Why write?

This was a question I asked myself every day–not before writing, but after. I’d look at what I produced and blanch at the fact that it didn’t turn out like I wanted and think, Why am I doing this? Then I realized that if I only ask the question afterward, then the reason I do it is simply because that’s what I tend to do when I’m not actively trying to do other things. This essay though offers a wider range of reasons.

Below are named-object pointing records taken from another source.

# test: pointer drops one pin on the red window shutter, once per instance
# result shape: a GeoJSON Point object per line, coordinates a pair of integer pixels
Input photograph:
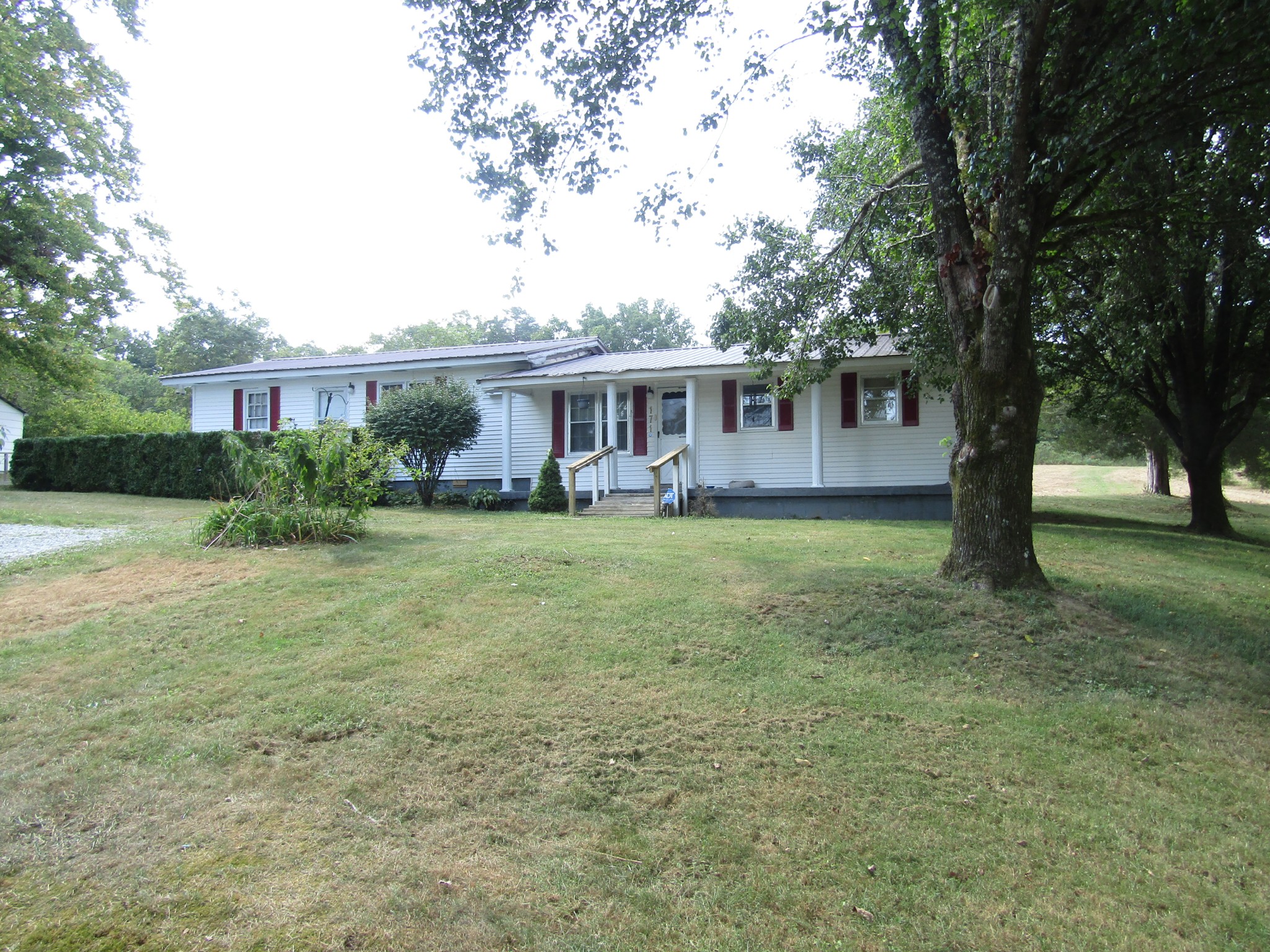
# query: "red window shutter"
{"type": "Point", "coordinates": [558, 423]}
{"type": "Point", "coordinates": [784, 413]}
{"type": "Point", "coordinates": [639, 421]}
{"type": "Point", "coordinates": [729, 407]}
{"type": "Point", "coordinates": [850, 394]}
{"type": "Point", "coordinates": [908, 399]}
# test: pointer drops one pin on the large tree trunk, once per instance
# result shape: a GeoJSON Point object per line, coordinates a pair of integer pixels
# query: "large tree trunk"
{"type": "Point", "coordinates": [1157, 466]}
{"type": "Point", "coordinates": [1208, 501]}
{"type": "Point", "coordinates": [985, 272]}
{"type": "Point", "coordinates": [996, 402]}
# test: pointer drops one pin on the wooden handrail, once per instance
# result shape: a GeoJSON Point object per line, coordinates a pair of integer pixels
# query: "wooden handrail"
{"type": "Point", "coordinates": [667, 459]}
{"type": "Point", "coordinates": [655, 469]}
{"type": "Point", "coordinates": [590, 460]}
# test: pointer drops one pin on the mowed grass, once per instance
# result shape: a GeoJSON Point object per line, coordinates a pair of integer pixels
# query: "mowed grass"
{"type": "Point", "coordinates": [499, 730]}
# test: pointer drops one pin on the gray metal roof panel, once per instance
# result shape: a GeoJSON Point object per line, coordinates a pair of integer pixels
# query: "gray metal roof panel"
{"type": "Point", "coordinates": [520, 348]}
{"type": "Point", "coordinates": [670, 359]}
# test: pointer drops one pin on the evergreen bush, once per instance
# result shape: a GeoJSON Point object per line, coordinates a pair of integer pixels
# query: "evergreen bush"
{"type": "Point", "coordinates": [549, 496]}
{"type": "Point", "coordinates": [177, 465]}
{"type": "Point", "coordinates": [486, 498]}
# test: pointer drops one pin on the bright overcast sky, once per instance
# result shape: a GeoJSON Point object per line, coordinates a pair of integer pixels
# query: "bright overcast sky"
{"type": "Point", "coordinates": [285, 151]}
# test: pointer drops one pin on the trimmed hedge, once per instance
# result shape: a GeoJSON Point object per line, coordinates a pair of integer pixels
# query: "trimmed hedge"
{"type": "Point", "coordinates": [178, 465]}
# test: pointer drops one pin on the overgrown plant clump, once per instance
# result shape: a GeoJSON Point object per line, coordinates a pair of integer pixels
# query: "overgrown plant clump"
{"type": "Point", "coordinates": [548, 495]}
{"type": "Point", "coordinates": [310, 487]}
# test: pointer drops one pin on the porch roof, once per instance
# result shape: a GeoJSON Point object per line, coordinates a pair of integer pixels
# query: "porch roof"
{"type": "Point", "coordinates": [657, 361]}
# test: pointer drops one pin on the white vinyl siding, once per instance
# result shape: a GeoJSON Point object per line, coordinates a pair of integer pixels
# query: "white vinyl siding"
{"type": "Point", "coordinates": [864, 456]}
{"type": "Point", "coordinates": [11, 426]}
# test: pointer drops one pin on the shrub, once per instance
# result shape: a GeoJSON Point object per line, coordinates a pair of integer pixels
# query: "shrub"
{"type": "Point", "coordinates": [549, 496]}
{"type": "Point", "coordinates": [703, 501]}
{"type": "Point", "coordinates": [102, 414]}
{"type": "Point", "coordinates": [431, 421]}
{"type": "Point", "coordinates": [178, 465]}
{"type": "Point", "coordinates": [310, 487]}
{"type": "Point", "coordinates": [486, 498]}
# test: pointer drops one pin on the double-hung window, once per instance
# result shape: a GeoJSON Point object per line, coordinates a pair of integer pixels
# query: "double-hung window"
{"type": "Point", "coordinates": [879, 399]}
{"type": "Point", "coordinates": [258, 410]}
{"type": "Point", "coordinates": [588, 421]}
{"type": "Point", "coordinates": [333, 404]}
{"type": "Point", "coordinates": [757, 408]}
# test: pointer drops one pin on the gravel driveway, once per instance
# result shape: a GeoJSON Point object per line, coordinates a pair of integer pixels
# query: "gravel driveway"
{"type": "Point", "coordinates": [24, 541]}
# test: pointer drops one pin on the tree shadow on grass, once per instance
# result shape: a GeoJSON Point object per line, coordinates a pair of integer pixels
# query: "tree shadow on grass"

So many of the famous statements of intent have to do with a sense of outrage at the world. George Orwell put it like this: “I write it because there is some lie that I want to expose, some fact to which I want to draw attention, and my initial concern is to get a hearing.” Here’s William H. Gass: “I write because I hate. A lot. Hard.” But anger doesn’t always carry the muse. Flannery O’Connor: “I don’t know what I think till it is written, which is as good as the answer, the writing itself.” Certainly John McPhee doesn’t write out of a sense of outrage, but rather a hope for new discoveries and by not being bored by anything in the world. But if you poll writers not as accomplished as these—those struggling, or even struggling to wring royalty checks out of their small press publishers—many reasons fog up the glass containing them, but the underlying reason they write is a desire for attention. People want to be heard. One writes to be counted, even to be counted higher than others. Outside of gabbing, writing is the most respected and inflammatory pastime, though certainly less well compensated—it generates a conversation between ourselves and others without the need for another person to be there. And if we are writing to be counted, it is inevitable that there is a lot of discounting going on. Society is uneven, a few have too much, and too many have too little. How do we square this? Everyone knows life is unfair, but bringing a little beauty into the world is a small progressive step.